O DESENVOLVIMENTO DA FILOSOFIA 
Sócrates foi pioneiro no trabalho com conceitos, ao buscar definir o que é 
justiça moral, verdade, beleza. Vale ressaltar que essas palavras sempre foram 
usadas, não foram inventadas por ele. Aliás, os sofistas apresentavam um uso mais 
refinado do vocabulário do que ele. Por possuírem o domínio da linguagem, 
conseguiam embasbacar sua plateia, com emprego de um discurso labiríntico, que 
as pessoas sequer entendiam. Grosseiramente, esse é o resumo do princípio da 
filosofia. 
Conceitos abstratos, que não podem ser visualizados, como beleza, justiça, 
acabaram constituindo a discussão filosófica. Enquanto, paulatinamente, os conceitos 
do mundo físico, como o movimento, tornaram-se as ciências modernas. 

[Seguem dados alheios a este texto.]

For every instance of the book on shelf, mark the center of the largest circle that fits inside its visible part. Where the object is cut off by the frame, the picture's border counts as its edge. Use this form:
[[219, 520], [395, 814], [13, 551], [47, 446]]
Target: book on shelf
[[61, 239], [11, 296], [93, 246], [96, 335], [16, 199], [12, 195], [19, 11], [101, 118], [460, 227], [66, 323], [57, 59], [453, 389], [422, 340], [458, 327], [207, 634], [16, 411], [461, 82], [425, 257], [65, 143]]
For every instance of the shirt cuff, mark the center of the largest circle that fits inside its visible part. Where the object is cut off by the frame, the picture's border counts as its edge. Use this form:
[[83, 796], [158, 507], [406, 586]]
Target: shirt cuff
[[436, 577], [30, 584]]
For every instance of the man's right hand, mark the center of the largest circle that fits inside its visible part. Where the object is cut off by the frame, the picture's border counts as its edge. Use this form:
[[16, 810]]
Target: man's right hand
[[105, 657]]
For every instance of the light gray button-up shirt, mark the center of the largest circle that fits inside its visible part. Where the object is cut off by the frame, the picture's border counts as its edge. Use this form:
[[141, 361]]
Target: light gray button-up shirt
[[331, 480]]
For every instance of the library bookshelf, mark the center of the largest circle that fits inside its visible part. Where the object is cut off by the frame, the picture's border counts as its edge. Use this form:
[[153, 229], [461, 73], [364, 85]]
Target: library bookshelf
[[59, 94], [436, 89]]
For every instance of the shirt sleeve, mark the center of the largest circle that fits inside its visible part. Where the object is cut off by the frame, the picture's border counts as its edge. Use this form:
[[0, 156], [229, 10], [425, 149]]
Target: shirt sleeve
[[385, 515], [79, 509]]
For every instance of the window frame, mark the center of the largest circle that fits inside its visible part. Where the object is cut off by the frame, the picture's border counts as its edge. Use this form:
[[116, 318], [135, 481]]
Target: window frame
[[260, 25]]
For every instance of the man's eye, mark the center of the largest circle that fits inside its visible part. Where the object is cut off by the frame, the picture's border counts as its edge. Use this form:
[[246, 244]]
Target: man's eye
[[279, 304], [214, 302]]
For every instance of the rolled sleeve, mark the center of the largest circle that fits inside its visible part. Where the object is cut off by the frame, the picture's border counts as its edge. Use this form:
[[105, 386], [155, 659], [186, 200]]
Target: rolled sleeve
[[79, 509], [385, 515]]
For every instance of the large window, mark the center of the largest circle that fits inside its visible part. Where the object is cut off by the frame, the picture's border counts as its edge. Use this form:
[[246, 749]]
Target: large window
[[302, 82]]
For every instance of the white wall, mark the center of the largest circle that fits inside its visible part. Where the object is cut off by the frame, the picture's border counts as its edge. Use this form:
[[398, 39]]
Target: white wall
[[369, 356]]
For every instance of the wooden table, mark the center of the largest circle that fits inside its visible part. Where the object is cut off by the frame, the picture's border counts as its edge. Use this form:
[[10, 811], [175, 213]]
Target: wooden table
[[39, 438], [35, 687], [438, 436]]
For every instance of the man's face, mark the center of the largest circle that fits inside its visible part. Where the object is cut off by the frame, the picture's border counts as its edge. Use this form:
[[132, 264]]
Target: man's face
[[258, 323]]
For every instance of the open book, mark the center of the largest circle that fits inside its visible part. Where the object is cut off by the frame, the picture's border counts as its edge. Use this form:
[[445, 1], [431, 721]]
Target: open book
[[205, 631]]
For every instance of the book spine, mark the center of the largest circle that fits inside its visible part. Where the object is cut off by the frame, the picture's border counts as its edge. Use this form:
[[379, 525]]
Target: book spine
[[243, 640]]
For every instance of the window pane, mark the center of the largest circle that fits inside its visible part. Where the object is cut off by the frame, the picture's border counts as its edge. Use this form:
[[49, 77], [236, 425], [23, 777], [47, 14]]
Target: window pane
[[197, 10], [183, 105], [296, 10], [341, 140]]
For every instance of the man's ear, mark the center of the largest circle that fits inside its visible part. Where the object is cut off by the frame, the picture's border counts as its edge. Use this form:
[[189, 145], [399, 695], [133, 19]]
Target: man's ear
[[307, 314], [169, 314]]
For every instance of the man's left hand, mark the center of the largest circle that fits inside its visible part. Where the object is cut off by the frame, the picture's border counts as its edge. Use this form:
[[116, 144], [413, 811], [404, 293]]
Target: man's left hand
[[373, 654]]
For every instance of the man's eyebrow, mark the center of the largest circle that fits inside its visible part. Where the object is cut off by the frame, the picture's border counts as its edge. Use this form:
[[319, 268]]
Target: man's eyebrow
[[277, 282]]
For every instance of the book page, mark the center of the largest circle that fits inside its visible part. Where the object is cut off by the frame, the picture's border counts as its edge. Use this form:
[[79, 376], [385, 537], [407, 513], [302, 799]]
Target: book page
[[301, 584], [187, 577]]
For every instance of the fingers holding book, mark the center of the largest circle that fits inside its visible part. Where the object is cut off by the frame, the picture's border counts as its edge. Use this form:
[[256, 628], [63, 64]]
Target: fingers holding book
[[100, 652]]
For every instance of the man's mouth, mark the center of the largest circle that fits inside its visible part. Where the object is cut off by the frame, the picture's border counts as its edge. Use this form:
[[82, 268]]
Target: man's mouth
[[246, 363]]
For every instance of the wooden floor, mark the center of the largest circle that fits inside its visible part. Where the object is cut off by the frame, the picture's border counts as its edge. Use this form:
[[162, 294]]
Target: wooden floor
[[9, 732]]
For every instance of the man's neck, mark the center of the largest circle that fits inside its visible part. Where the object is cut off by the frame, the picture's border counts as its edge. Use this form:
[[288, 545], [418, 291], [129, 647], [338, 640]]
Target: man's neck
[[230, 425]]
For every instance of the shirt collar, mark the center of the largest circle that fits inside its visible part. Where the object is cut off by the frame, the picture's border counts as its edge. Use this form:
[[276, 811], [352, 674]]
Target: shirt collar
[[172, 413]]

A filosofia sempre lida com a linguagem, com a ideia do que é um conceito em 
relação ao que é o mundo e, também, o mundo das ideias. Portanto, na filosofia, há 
uma relação obrigatória entre o que é a palavra e o que é o objeto/ser. A filosofia da 
linguagem, desenvolvida modernamente, é a área de estudo responsável por 
analisar, socraticamente, o que é a linguagem, o que é a palavra, o que é a retórica. 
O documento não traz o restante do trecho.